Substance of shadows

The only certainty is change. We try to hold onto memories in the hope of maintaining some coherence and continuity, but our memories are largely inventions, and they too change over time. We commemorate our invented pasts in an attempt to fix them in the present. We even impose them on the generations that come after us, linking them to the past through anniversaries, memorials, pilgrimages and rites of passage, in an attempt to bind their lives to ours. Ultimately we know more about the grand narratives we create about the past than the past itself. We cannot hold onto the substance of the past. It has been recycled, re-purposed and reinvented. Our memories are poor, distorted, sentimental and superstitious copies.

This exhibition is a body of works scratched by hand onto delicate carbon ‘paper’ or film that continue to explore my fascination with the tenuous nature of memory. These carbon ‘shadows’ are all metaphors for carbon copies and products of one of life’s greatest narratives – the carbon cycle.

Carbon is an element in nature and the basic unit for all life. It is a key ingredient to heredity, the passing on of physical traits, like skin, eye and hair colour to offspring from parents and their ancestors. I am drawn to carbon’s metaphorical power to speak of what may have been physically and culturally transferred to me from my heritage.

In 2014, I pursued a deep interest, researching the shadows of people that had been burned onto ruined city walls by the heat and light of the atomic blasts on Hiroshima and Nagasaki that ended World War II. What remained were carbon shadows, ghosts of the past, fixed onto ruins in the present.

This research led me to the Pelindaba Atomic Research Facility north of Johannesburg, South Africa. There are rumours that the enriched uranium used for these bombs originated there. These rumours enhanced my sense of connection as a South African artist to Hiroshima. I later had a dream, perhaps linked to this, in which I saw myself peeled from my own skin, as if I was discarding a burnt, blackened outer covering. This stimulated my ideas of scratching away a thin black layer from a piece of diaphanous, skin-like carbon ‘paper’ or film – the carbon paper, reminiscent of the burnt, soot-like residue left on the walls of Hiroshima and Nagasaki.

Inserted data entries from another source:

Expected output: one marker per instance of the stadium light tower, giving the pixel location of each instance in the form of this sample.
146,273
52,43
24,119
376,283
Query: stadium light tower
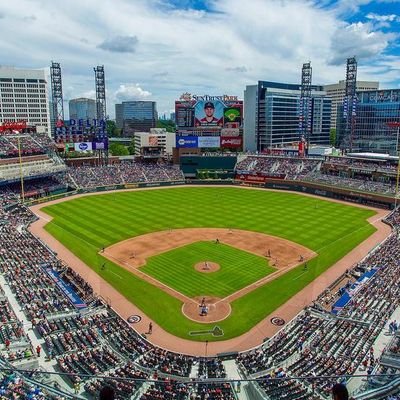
100,83
350,101
56,93
396,125
305,110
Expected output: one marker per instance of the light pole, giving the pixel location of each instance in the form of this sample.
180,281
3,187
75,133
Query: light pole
396,125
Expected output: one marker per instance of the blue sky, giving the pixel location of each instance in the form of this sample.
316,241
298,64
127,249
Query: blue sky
158,49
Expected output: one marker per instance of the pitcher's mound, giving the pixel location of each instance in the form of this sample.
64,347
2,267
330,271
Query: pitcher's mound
217,309
206,266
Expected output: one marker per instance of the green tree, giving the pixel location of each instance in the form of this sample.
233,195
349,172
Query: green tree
332,137
117,149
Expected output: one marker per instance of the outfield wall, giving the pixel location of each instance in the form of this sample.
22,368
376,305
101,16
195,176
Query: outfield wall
352,196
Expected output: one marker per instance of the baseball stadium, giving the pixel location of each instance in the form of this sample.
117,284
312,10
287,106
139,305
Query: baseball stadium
227,276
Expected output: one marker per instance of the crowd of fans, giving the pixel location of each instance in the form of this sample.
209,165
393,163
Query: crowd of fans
286,168
98,341
346,172
117,174
317,343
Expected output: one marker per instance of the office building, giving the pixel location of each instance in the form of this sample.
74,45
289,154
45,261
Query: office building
136,115
337,91
271,115
154,144
24,97
370,131
82,108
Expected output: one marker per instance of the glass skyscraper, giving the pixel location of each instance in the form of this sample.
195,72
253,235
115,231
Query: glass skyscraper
374,109
82,108
271,112
136,115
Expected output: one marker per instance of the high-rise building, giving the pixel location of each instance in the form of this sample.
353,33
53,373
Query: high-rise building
337,91
271,115
82,108
136,115
371,132
24,97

Carbon paper is obsolete and as a material, it speaks to me. Like making carbon copies by using carbon paper, the older generation is perceived to have little remaining validity in our present digital age. The last roll of black carbon paper ever produced in this country was sourced, as there is a limited demand for this product. I experimented on the carbon paper by scratching an image onto it to see if the technique worked, practically, creatively and conceptually. The carbon paper was left unrecognisable, appearing like a delicate piece of fabric.

On the bodies of some Hiroshima survivors, the patterns on the clothing they were wearing, were burnt onto their skin. Unlike the decorations a soldier might wear which commemorate heroic performance, these were imposed ‘decorations’.

I began to experiment with creating images of my own body emblazoned with ‘shadows’ – both in the form of an imposed inherited system of uniform (eg. a school blazer) and contemporary consumer brands influenced by consumer marketing. My awareness grew of how many of the brands people choose to wear, for added perceived value and status, are based on the plant and animal motifs of the heraldry that was used to decorate the victorious, eg. the laurel leaves of the Olympic Games and throughout history in war.

On a research visit to the Johannesburg crematorium I confronted the unadorned, lifeless body. I witnessed an autopsy conducted on an old man, stripped of any identifying markers, systematically reduced to nothing more than an impersonal piece of flesh, neatly sectioned for forensic investigation. It was a visceral, sobering and profound experience. This stimulated a comparison of the status of an unadorned body with that of the body adorned with the brands (carbon shadows of a sort) of consumer society.